My left hand is behind me, and on impulse, I reach back to pull my sleeve over the icy Telling Stone. My fingers tingle against its bite. I wonder if it’s trying to warn me, or if I’m merely squeezing it too tightly.

The mysting’s brows draw together.

“Tell me your name,” I try. “What you are.”

“Maekallus,” he answers, and his brow rises, almost like he’s surprised he answered. “You don’t know my kind, yet you want to barter with me? I’m a narval.”

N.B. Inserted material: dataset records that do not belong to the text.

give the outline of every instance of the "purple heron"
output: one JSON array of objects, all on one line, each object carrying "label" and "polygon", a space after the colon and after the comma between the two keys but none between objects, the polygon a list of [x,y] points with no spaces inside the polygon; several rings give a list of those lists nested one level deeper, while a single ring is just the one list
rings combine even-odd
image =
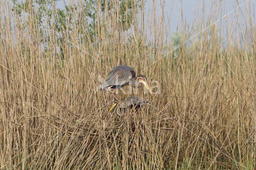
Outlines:
[{"label": "purple heron", "polygon": [[[108,78],[100,86],[100,88],[104,90],[120,90],[122,91],[123,98],[124,94],[122,87],[126,85],[136,89],[141,88],[144,85],[148,90],[150,94],[153,95],[148,85],[147,79],[142,75],[136,77],[135,71],[133,69],[126,65],[119,65],[111,70],[108,73]],[[117,99],[114,95],[113,95]]]}]

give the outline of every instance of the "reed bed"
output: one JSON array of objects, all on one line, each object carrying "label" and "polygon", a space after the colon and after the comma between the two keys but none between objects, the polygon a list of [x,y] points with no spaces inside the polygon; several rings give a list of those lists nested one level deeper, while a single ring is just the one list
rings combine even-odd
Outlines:
[{"label": "reed bed", "polygon": [[[0,2],[0,168],[255,169],[254,1],[234,1],[232,15],[206,3],[191,25],[184,1],[95,1],[95,20],[82,1],[66,2],[65,20],[55,2],[41,20],[27,1],[20,15]],[[159,90],[138,90],[152,105],[124,116],[97,89],[120,65]]]}]

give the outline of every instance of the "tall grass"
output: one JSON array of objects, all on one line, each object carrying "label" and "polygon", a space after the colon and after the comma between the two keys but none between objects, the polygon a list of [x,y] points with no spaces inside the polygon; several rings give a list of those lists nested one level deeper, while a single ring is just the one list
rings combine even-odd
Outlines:
[{"label": "tall grass", "polygon": [[[60,36],[51,21],[40,32],[36,8],[28,5],[29,14],[20,16],[1,1],[1,169],[256,168],[254,1],[245,1],[234,18],[223,18],[225,1],[205,3],[188,26],[182,1],[176,34],[170,14],[162,13],[178,10],[147,1],[133,2],[130,28],[128,17],[118,22],[115,0],[107,4],[114,12],[102,12],[96,3],[99,22],[90,37],[81,22]],[[88,20],[78,2],[67,28]],[[147,3],[152,12],[144,10]],[[232,9],[242,3],[234,1]],[[40,34],[51,40],[40,43]],[[59,38],[65,40],[62,55]],[[99,77],[121,64],[160,87],[153,97],[138,90],[152,106],[124,117],[107,114],[112,97],[97,88]]]}]

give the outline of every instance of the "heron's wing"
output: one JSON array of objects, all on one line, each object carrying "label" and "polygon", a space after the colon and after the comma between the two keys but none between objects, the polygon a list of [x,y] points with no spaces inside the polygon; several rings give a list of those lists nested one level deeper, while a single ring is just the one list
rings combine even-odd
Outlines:
[{"label": "heron's wing", "polygon": [[108,78],[102,84],[102,88],[105,89],[111,85],[123,85],[135,76],[135,72],[132,68],[126,65],[119,65],[108,73]]}]

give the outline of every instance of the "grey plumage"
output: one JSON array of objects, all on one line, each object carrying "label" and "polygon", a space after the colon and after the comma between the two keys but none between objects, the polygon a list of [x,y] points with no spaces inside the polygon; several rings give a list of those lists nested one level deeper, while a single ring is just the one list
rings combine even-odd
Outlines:
[{"label": "grey plumage", "polygon": [[128,85],[131,80],[132,83],[138,86],[137,83],[134,82],[133,79],[136,80],[135,74],[134,71],[130,67],[122,65],[116,67],[108,72],[108,78],[100,88],[105,90],[110,86],[113,86],[112,89],[119,89]]}]

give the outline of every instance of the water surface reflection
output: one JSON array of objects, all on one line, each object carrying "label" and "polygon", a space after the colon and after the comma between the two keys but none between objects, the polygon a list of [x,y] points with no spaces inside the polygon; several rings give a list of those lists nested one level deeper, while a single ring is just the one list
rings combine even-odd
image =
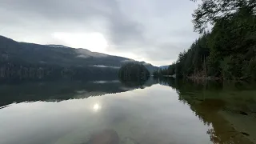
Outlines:
[{"label": "water surface reflection", "polygon": [[2,106],[18,103],[0,109],[0,143],[255,143],[254,89],[173,79],[76,82],[29,84],[30,91],[8,86],[18,93]]}]

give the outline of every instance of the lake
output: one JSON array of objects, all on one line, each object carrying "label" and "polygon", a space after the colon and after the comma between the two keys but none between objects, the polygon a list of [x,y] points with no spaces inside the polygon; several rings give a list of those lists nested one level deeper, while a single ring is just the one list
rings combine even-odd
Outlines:
[{"label": "lake", "polygon": [[256,143],[254,85],[28,82],[0,95],[1,144]]}]

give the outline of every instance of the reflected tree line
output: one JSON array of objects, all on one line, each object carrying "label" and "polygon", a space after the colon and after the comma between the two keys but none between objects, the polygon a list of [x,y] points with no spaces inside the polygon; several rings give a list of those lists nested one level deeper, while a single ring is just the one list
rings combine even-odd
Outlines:
[{"label": "reflected tree line", "polygon": [[154,78],[154,81],[175,90],[181,102],[188,104],[205,125],[212,126],[213,128],[206,133],[214,143],[239,143],[241,140],[244,143],[252,143],[247,138],[250,134],[246,130],[235,130],[234,126],[236,123],[230,125],[223,114],[256,118],[255,85],[193,82],[165,77]]}]

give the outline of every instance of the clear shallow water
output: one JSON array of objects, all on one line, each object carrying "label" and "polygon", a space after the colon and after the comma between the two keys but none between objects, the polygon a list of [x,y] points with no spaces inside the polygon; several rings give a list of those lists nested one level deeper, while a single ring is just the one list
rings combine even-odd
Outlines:
[{"label": "clear shallow water", "polygon": [[124,144],[255,142],[256,92],[250,89],[158,80],[138,87],[117,81],[60,83],[4,86],[17,90],[9,94],[13,99],[15,94],[34,99],[2,106],[1,144],[85,144],[95,134],[103,133],[97,137],[104,139],[109,131]]}]

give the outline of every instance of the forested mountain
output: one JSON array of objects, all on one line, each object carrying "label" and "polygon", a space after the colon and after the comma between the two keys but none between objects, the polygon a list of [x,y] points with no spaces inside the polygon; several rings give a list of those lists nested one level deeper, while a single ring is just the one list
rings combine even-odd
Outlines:
[{"label": "forested mountain", "polygon": [[[61,45],[18,42],[0,36],[0,78],[34,79],[117,75],[133,59]],[[156,67],[140,62],[150,71]]]},{"label": "forested mountain", "polygon": [[176,62],[155,74],[256,80],[255,6],[254,0],[203,1],[193,14],[194,30],[202,35]]}]

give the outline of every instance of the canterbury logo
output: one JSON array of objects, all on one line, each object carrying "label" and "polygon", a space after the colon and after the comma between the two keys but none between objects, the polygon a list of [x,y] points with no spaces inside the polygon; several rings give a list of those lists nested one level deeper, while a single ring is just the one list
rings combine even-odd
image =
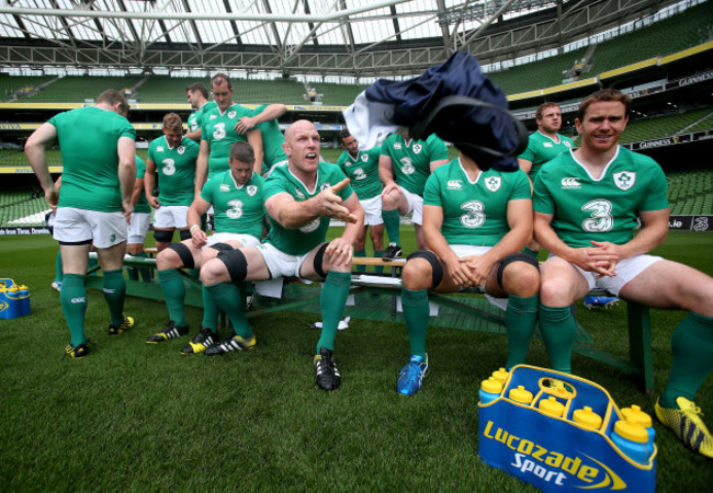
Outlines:
[{"label": "canterbury logo", "polygon": [[579,184],[579,179],[578,177],[564,177],[562,179],[562,187],[563,188],[579,188],[581,185]]}]

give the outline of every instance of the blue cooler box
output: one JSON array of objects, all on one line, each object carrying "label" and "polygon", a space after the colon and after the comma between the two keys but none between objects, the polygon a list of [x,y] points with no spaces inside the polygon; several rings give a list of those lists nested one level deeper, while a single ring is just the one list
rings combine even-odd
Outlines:
[{"label": "blue cooler box", "polygon": [[30,314],[30,290],[20,289],[14,280],[0,278],[0,319],[16,319]]},{"label": "blue cooler box", "polygon": [[[532,392],[529,404],[509,399],[509,391],[519,386]],[[551,395],[564,405],[562,417],[539,409],[540,401]],[[574,421],[574,412],[585,406],[601,416],[599,429]],[[624,417],[609,392],[597,383],[519,365],[512,368],[498,399],[478,404],[478,454],[483,460],[543,491],[656,489],[656,446],[648,445],[650,454],[645,463],[619,449],[611,434],[614,423]]]}]

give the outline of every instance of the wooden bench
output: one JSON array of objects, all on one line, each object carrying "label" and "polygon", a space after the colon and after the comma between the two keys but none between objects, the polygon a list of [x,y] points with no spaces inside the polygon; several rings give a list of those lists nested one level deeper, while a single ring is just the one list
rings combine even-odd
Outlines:
[{"label": "wooden bench", "polygon": [[[149,250],[149,249],[146,249]],[[95,255],[95,253],[91,253]],[[352,273],[352,293],[359,290],[369,290],[371,293],[386,295],[392,297],[392,314],[396,313],[396,300],[400,296],[400,271],[406,263],[405,259],[397,259],[394,261],[383,261],[376,257],[354,257],[352,265],[365,266],[384,266],[389,270],[387,274],[365,274]],[[125,257],[124,265],[131,267],[148,267],[156,268],[156,259],[144,257]],[[98,267],[97,267],[98,268]],[[185,271],[180,270],[179,273],[190,283],[194,289],[186,289],[185,305],[192,307],[203,307],[203,297],[201,291],[201,282],[195,277],[188,274]],[[87,287],[101,289],[103,287],[103,278],[101,276],[88,276]],[[467,289],[466,293],[482,295],[479,288]],[[163,291],[158,283],[145,283],[139,280],[126,280],[126,294],[140,298],[148,298],[155,300],[163,300]],[[589,293],[593,296],[611,296],[602,290],[593,290]],[[429,293],[429,299],[440,306],[449,307],[466,314],[472,314],[488,322],[496,323],[505,326],[505,317],[494,314],[476,307],[464,303],[457,297],[441,295],[438,293]],[[259,307],[251,310],[248,317],[257,317],[267,314],[274,311],[290,310],[305,305],[310,305],[319,301],[319,297],[308,296],[306,299],[288,300],[288,301],[272,301],[267,303],[265,307]],[[591,337],[585,341],[576,341],[574,351],[578,354],[588,356],[590,358],[600,360],[608,365],[620,368],[626,372],[634,374],[638,377],[642,389],[646,393],[652,393],[654,390],[654,363],[652,353],[652,329],[650,316],[647,307],[626,302],[626,322],[629,329],[629,359],[622,358],[607,352],[595,348],[591,345]],[[576,314],[576,313],[575,313]],[[576,320],[576,317],[575,317]],[[577,322],[578,328],[584,331],[584,328]],[[584,331],[586,333],[586,331]]]}]

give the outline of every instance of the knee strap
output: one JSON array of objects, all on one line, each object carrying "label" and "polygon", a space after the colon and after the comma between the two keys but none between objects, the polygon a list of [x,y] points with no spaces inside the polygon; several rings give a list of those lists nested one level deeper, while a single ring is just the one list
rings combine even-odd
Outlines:
[{"label": "knee strap", "polygon": [[248,276],[248,260],[239,249],[219,252],[216,259],[223,262],[225,268],[228,270],[231,282],[239,283]]},{"label": "knee strap", "polygon": [[193,254],[191,253],[191,249],[189,249],[186,245],[183,243],[171,243],[168,245],[168,249],[173,250],[176,253],[178,253],[185,268],[195,267],[195,263],[193,262]]},{"label": "knee strap", "polygon": [[217,250],[218,253],[222,252],[231,252],[235,250],[233,246],[230,246],[228,243],[213,243],[210,249]]},{"label": "knee strap", "polygon": [[179,236],[181,237],[181,241],[190,240],[193,238],[193,234],[191,234],[191,231],[188,229],[180,229]]},{"label": "knee strap", "polygon": [[417,250],[406,257],[406,262],[411,259],[426,259],[431,264],[431,287],[435,287],[443,280],[443,266],[438,260],[435,253],[428,250]]},{"label": "knee strap", "polygon": [[534,268],[540,272],[540,262],[537,262],[537,259],[534,259],[527,253],[511,253],[510,255],[506,256],[502,259],[502,262],[500,262],[500,267],[498,267],[498,285],[500,288],[505,289],[502,287],[502,273],[505,272],[505,267],[510,265],[513,262],[524,262],[525,264],[532,265]]},{"label": "knee strap", "polygon": [[173,239],[173,230],[155,229],[154,239],[160,243],[170,243]]},{"label": "knee strap", "polygon": [[319,275],[319,277],[327,277],[327,274],[325,274],[325,270],[321,268],[321,264],[325,261],[325,251],[327,250],[327,245],[329,243],[325,243],[321,246],[319,246],[319,250],[317,250],[317,253],[315,253],[315,272]]}]

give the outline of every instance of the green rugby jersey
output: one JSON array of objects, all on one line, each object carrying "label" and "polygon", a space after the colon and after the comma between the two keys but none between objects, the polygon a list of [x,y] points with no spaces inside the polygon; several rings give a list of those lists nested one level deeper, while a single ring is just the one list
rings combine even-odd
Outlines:
[{"label": "green rugby jersey", "polygon": [[215,231],[262,236],[264,217],[265,179],[257,173],[245,185],[239,185],[229,171],[208,180],[201,191],[201,198],[213,205]]},{"label": "green rugby jersey", "polygon": [[[267,104],[261,104],[260,106],[252,110],[252,116],[257,116],[260,113],[264,112],[268,107]],[[280,124],[276,119],[271,119],[269,122],[261,123],[256,128],[262,133],[262,152],[263,158],[262,162],[268,168],[272,169],[275,164],[282,161],[287,160],[287,154],[285,154],[282,145],[285,141],[285,136],[280,131]]]},{"label": "green rugby jersey", "polygon": [[534,210],[552,214],[552,228],[569,246],[590,240],[623,244],[633,238],[641,211],[668,208],[666,176],[652,158],[623,147],[595,180],[573,152],[542,167],[534,183]]},{"label": "green rugby jersey", "polygon": [[201,147],[188,137],[173,148],[169,147],[165,136],[151,140],[148,159],[156,164],[161,205],[190,206],[193,203],[195,161],[200,150]]},{"label": "green rugby jersey", "polygon": [[136,140],[128,119],[86,106],[58,113],[48,123],[57,129],[64,167],[58,206],[100,213],[123,210],[116,144],[121,137]]},{"label": "green rugby jersey", "polygon": [[[144,175],[146,174],[146,163],[142,158],[138,156],[136,157],[136,177],[138,180],[144,180]],[[142,187],[142,194],[138,196],[138,202],[134,206],[134,213],[140,213],[140,214],[150,214],[151,213],[151,206],[148,205],[148,200],[146,199],[146,192]]]},{"label": "green rugby jersey", "polygon": [[235,125],[244,116],[252,116],[252,112],[245,106],[234,104],[224,113],[216,106],[205,114],[201,126],[201,140],[211,145],[208,156],[208,177],[216,173],[229,171],[228,158],[230,146],[235,142],[247,142],[248,138],[235,131]]},{"label": "green rugby jersey", "polygon": [[337,160],[337,165],[351,180],[351,186],[360,200],[373,198],[382,193],[382,182],[378,179],[380,156],[381,149],[374,147],[367,151],[359,151],[356,158],[352,158],[346,150]]},{"label": "green rugby jersey", "polygon": [[575,148],[575,142],[569,137],[559,134],[557,134],[557,137],[559,138],[559,142],[555,142],[552,138],[541,131],[535,131],[528,138],[528,148],[518,156],[518,158],[532,163],[530,173],[528,173],[530,180],[534,181],[540,168],[542,168],[545,162]]},{"label": "green rugby jersey", "polygon": [[[265,181],[264,200],[282,192],[286,192],[297,202],[304,202],[318,195],[326,187],[336,185],[344,180],[344,173],[336,165],[320,162],[317,169],[317,184],[313,191],[307,190],[301,180],[291,172],[287,163],[276,165]],[[347,185],[338,195],[347,200],[353,190]],[[268,216],[270,217],[270,216]],[[285,229],[270,217],[270,232],[267,242],[288,255],[304,255],[322,243],[327,238],[329,218],[320,217],[298,229]]]},{"label": "green rugby jersey", "polygon": [[400,134],[392,134],[382,144],[381,154],[392,158],[396,183],[419,196],[423,196],[426,180],[431,174],[431,162],[449,158],[445,144],[435,134],[426,141],[406,141]]},{"label": "green rugby jersey", "polygon": [[494,246],[510,231],[508,203],[519,199],[531,199],[524,171],[482,171],[472,182],[459,158],[438,168],[423,192],[425,206],[443,209],[445,241],[474,246]]},{"label": "green rugby jersey", "polygon": [[189,131],[195,131],[201,128],[203,125],[203,117],[214,107],[218,107],[218,104],[215,101],[208,101],[203,106],[191,113],[188,121]]}]

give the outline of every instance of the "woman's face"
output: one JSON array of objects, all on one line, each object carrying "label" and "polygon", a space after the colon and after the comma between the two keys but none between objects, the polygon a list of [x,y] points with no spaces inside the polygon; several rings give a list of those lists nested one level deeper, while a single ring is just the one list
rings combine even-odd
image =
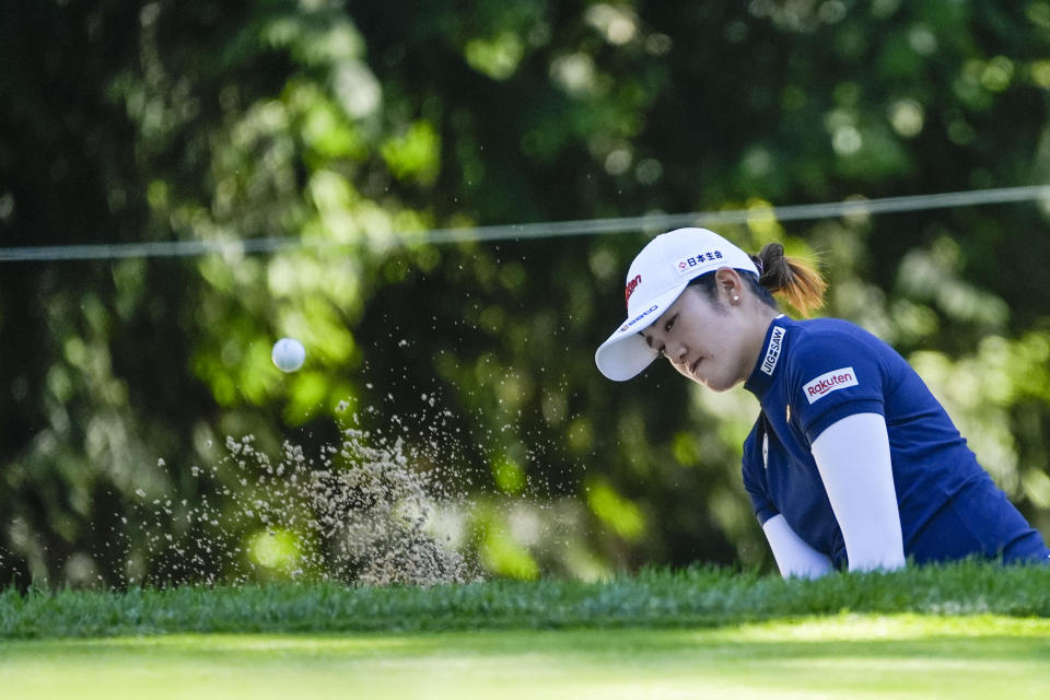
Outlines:
[{"label": "woman's face", "polygon": [[[731,303],[733,294],[737,299]],[[682,376],[724,392],[747,378],[763,335],[756,342],[758,331],[746,312],[750,304],[740,303],[739,291],[726,292],[720,285],[719,298],[714,303],[704,290],[687,287],[642,335]]]}]

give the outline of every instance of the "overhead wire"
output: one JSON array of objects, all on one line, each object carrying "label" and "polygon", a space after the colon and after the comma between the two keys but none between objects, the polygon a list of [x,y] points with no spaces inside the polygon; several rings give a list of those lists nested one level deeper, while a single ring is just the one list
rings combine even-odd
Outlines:
[{"label": "overhead wire", "polygon": [[[858,197],[843,201],[815,205],[761,206],[679,214],[652,213],[640,217],[614,219],[584,219],[579,221],[548,221],[489,226],[431,229],[427,231],[404,232],[404,234],[392,234],[384,238],[382,245],[385,247],[396,247],[418,244],[442,245],[468,241],[488,243],[573,235],[658,232],[682,226],[707,228],[721,224],[740,224],[763,217],[769,217],[778,221],[812,221],[1040,200],[1050,203],[1050,185],[972,189],[931,195],[885,197],[880,199],[864,199]],[[142,243],[15,246],[0,247],[0,262],[173,258],[212,254],[244,255],[279,253],[282,250],[304,248],[330,250],[332,248],[359,247],[361,245],[366,245],[366,243],[303,240],[293,236],[270,236],[225,241],[149,241]]]}]

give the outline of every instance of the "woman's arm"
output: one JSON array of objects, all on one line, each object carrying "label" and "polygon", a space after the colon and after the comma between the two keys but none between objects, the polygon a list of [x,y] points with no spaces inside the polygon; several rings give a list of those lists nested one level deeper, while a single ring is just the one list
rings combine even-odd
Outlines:
[{"label": "woman's arm", "polygon": [[850,571],[903,567],[886,420],[878,413],[847,416],[813,441],[813,456],[845,540]]},{"label": "woman's arm", "polygon": [[791,528],[783,515],[774,515],[762,525],[780,575],[819,579],[831,571],[831,559],[810,547]]}]

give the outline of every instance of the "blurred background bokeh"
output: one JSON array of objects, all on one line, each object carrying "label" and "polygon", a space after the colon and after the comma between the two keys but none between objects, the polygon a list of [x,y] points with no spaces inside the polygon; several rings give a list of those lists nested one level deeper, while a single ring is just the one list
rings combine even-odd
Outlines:
[{"label": "blurred background bokeh", "polygon": [[[158,537],[262,483],[228,436],[324,455],[348,417],[489,575],[770,568],[754,398],[594,366],[658,230],[427,233],[660,212],[816,260],[1050,535],[1047,201],[770,214],[1047,183],[1046,0],[5,0],[0,67],[0,247],[113,246],[0,261],[0,586],[291,575],[307,516],[229,516],[208,576]],[[232,245],[120,247],[166,242]]]}]

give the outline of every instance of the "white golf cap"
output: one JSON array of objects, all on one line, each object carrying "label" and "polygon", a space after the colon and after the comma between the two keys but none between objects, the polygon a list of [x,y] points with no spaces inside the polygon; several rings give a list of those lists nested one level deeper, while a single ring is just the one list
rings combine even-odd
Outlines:
[{"label": "white golf cap", "polygon": [[602,374],[626,382],[656,359],[640,335],[701,275],[730,267],[758,275],[750,256],[707,229],[678,229],[646,244],[627,272],[627,320],[594,353]]}]

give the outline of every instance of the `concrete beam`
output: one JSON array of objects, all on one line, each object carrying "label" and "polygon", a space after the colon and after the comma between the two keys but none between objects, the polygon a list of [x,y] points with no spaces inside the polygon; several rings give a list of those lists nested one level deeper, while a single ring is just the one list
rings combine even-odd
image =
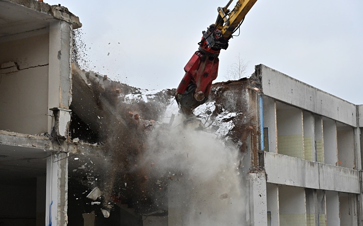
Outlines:
[{"label": "concrete beam", "polygon": [[74,29],[78,28],[82,26],[79,22],[79,18],[75,16],[64,6],[51,5],[45,4],[43,2],[28,0],[3,0],[26,7],[29,9],[38,11],[42,14],[46,14],[53,17],[54,18],[64,21],[72,24]]},{"label": "concrete beam", "polygon": [[263,65],[256,66],[264,94],[357,127],[356,105]]},{"label": "concrete beam", "polygon": [[265,152],[267,181],[319,189],[319,165],[314,162]]},{"label": "concrete beam", "polygon": [[360,172],[347,168],[265,152],[267,182],[359,194]]}]

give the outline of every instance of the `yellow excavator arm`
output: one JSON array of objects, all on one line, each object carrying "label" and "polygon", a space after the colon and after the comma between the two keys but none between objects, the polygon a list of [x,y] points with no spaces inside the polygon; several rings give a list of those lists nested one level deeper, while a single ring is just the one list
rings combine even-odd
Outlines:
[{"label": "yellow excavator arm", "polygon": [[218,7],[215,23],[203,31],[198,50],[184,68],[185,72],[175,92],[175,99],[186,117],[204,103],[209,96],[212,82],[218,75],[221,49],[227,49],[233,33],[242,24],[246,15],[257,0],[237,0],[233,9],[227,5]]},{"label": "yellow excavator arm", "polygon": [[228,7],[232,1],[233,0],[230,0],[226,6],[218,8],[219,15],[215,24],[217,29],[222,32],[222,37],[227,39],[231,38],[257,0],[238,0],[234,8],[230,10]]}]

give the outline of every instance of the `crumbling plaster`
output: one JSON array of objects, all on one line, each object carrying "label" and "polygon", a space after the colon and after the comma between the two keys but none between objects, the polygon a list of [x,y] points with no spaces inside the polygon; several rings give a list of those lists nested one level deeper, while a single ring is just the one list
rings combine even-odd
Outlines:
[{"label": "crumbling plaster", "polygon": [[42,13],[49,17],[64,21],[72,24],[73,29],[79,28],[82,26],[78,17],[75,16],[64,6],[51,5],[35,0],[0,0],[16,4],[20,6]]}]

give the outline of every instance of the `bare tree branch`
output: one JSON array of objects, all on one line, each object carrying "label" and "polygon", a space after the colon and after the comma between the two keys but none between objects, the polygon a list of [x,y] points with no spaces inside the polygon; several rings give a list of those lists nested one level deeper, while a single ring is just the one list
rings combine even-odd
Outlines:
[{"label": "bare tree branch", "polygon": [[246,77],[247,67],[249,62],[246,62],[244,59],[241,59],[240,54],[236,56],[235,63],[229,65],[227,68],[225,78],[227,80],[237,80]]}]

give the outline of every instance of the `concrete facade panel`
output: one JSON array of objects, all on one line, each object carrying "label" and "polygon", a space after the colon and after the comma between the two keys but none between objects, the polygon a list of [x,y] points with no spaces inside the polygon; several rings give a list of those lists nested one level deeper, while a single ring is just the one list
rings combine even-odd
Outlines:
[{"label": "concrete facade panel", "polygon": [[359,127],[363,127],[363,104],[358,105],[358,123]]},{"label": "concrete facade panel", "polygon": [[357,126],[356,105],[260,65],[265,95],[317,114]]},{"label": "concrete facade panel", "polygon": [[269,183],[319,188],[318,165],[315,162],[265,152],[265,170]]},{"label": "concrete facade panel", "polygon": [[310,188],[359,193],[358,170],[265,153],[267,182]]},{"label": "concrete facade panel", "polygon": [[360,192],[359,171],[319,163],[320,189],[351,193]]}]

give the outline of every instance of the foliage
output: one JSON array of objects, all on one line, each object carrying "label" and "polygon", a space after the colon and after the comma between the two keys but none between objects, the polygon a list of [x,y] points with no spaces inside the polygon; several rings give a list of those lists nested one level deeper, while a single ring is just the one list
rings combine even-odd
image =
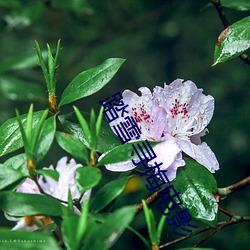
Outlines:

A narval! There is an entry for his kind in my book, copied from my grandmother’s journal, but there is no picture to accompany it. It’s a short entry, and I stretch my memory to recall what it says.

He steps forward, and it takes the full strength of my resolve to resist stepping back. He’s a head taller than I am. I glance to the horn.

“What, exactly, do you want?” he asks.

I suck in a deep breath. “There is a gobler near my home.”

“This is the wildwood, is it not?”

“Its companion attacked my house last night.” I leave out its interest in the stone, which pulses cold into my hand, and the fact that it also attacked me. “I don’t know why, but it ignored my wards, and I fear the other will strike soon. You’ll find it in the wildwood, north.” I point.

“A gobler, in these parts?”

“Were I lying, I would do better.” I squeeze the stone.

His smirk returns. “All right, mortal. I’ll make you a deal. I’ll find this gobler for you, eliminate it, but I want something in return.”

The moment of truth. The fingers of my right hand graze the silver dagger. “I have gold.”

Maekallus snorts. “Oh no, I don’t want gold. If you dare to take me as your champion, I will have a kiss.”

The demand startles me enough that my basket slips down my arm, yet his words trigger my memory, and I recall with sudden clarity what my grandmother first penned on that aging page: Beware the narvals, formed from the spilled blood of bastards. They feed upon souls, and will steal one with a willing kiss.

“No.” I plant my feet. “I am no witch, but I am no fool. I will not give you my soul for this simple protection.”